For those who best express things through the written word,
triumph and tragedy are the greatest challenges. How can one capture either the
heights of elation or the bitterness of mourning that are, literally, beyond
words? Yet it is those time when the wordsmith is most needed, for it is those
times when people desperately seek to bridge the gulf between what they are
feeling and what they can express. This is almost the definition of art itself,
for it is from the extremes of human experience that the majority of great art
finds it richest resource. Now, I can assure you that I do not consider myself
a literary great. But I do consider myself as someone who best expresses
themselves through writing.
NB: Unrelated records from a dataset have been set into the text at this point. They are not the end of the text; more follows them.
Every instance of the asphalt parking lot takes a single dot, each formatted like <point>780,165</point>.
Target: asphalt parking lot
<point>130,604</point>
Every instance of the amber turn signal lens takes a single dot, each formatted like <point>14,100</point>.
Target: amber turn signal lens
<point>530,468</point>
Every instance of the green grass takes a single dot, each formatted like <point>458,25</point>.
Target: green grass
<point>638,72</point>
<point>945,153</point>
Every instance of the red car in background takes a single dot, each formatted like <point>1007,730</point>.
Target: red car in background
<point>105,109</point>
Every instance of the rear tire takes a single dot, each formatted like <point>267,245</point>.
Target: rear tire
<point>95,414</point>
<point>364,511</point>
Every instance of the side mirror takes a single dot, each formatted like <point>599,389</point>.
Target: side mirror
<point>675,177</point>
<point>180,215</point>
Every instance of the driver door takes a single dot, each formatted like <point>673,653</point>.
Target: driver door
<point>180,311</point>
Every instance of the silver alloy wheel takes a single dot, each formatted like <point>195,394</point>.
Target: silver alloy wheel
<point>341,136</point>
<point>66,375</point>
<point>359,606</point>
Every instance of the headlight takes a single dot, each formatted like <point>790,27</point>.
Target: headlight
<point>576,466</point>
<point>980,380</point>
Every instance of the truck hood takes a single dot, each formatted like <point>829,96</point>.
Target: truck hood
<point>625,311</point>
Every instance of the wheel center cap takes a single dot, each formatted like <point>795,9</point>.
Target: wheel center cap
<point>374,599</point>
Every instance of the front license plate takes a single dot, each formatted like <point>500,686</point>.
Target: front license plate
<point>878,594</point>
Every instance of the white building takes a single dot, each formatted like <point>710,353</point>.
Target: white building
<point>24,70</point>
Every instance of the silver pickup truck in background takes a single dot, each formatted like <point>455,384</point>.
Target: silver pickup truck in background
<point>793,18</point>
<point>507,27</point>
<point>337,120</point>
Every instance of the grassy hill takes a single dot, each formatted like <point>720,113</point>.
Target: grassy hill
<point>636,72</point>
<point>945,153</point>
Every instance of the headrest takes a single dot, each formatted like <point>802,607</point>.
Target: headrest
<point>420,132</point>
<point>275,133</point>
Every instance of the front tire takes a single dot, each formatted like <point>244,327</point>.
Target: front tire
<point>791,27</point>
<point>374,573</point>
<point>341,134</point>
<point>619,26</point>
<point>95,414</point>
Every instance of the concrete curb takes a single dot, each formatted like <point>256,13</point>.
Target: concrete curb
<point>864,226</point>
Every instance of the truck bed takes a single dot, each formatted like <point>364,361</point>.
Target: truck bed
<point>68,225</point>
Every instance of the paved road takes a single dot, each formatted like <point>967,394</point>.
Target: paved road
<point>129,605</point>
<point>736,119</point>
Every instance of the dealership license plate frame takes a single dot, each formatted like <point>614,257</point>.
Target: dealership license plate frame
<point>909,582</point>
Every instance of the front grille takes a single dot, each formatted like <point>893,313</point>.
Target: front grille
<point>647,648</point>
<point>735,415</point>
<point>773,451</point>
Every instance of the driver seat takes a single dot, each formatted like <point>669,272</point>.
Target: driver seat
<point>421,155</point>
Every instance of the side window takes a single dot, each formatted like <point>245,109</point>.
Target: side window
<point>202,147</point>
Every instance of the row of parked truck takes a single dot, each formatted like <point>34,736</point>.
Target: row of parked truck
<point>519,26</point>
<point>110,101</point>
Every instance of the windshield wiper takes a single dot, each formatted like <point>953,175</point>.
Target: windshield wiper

I write in various forms – song lyrics, poems,
analysis & opinion (i.e. blogging) and have a couple of nascent novel
ideas. The past couple of weeks I have seen a flurry of writing that I’ve not
experienced for a long while; not incidentally there have simultaneously been
things of both great joy and sorrow going on. The point of these musings? I
have come to appreciate afresh that writing is a powerful, valuable, God-given
entity that has a life-affirming and healing power both for the author and
those far beyond; the ability to connect in the midst of our brightest and
darkest hours.
Continuing on the theme of the power of writing, I recently came
across this astonishing quote from Victor Hugo that I had to share: “I feel within me that future
life. I am like a forest that has been razed; the new shoots are stronger and
brighter. I shall most certainly rise toward the heavens the nearer my approach
to the end, the plainer is the sound of immortal symphonies of worlds which
invite me. For half a century I have been translating my thoughts into prose
and verse: history, drama, philosophy, romance, tradition, satire, ode, and
song; all of these I have tried. But I feel I haven’t given utterance to the
thousandth part of what lies within me. When I go to the grave I can say, as
others have said, “my day’s work is done”. But what I cannot say, “my life is
done”. My work will recommence the next morning. The tomb is not a blind alley;
it is a thoroughfare. It closes upon the twilight, but opens upon the dawn.”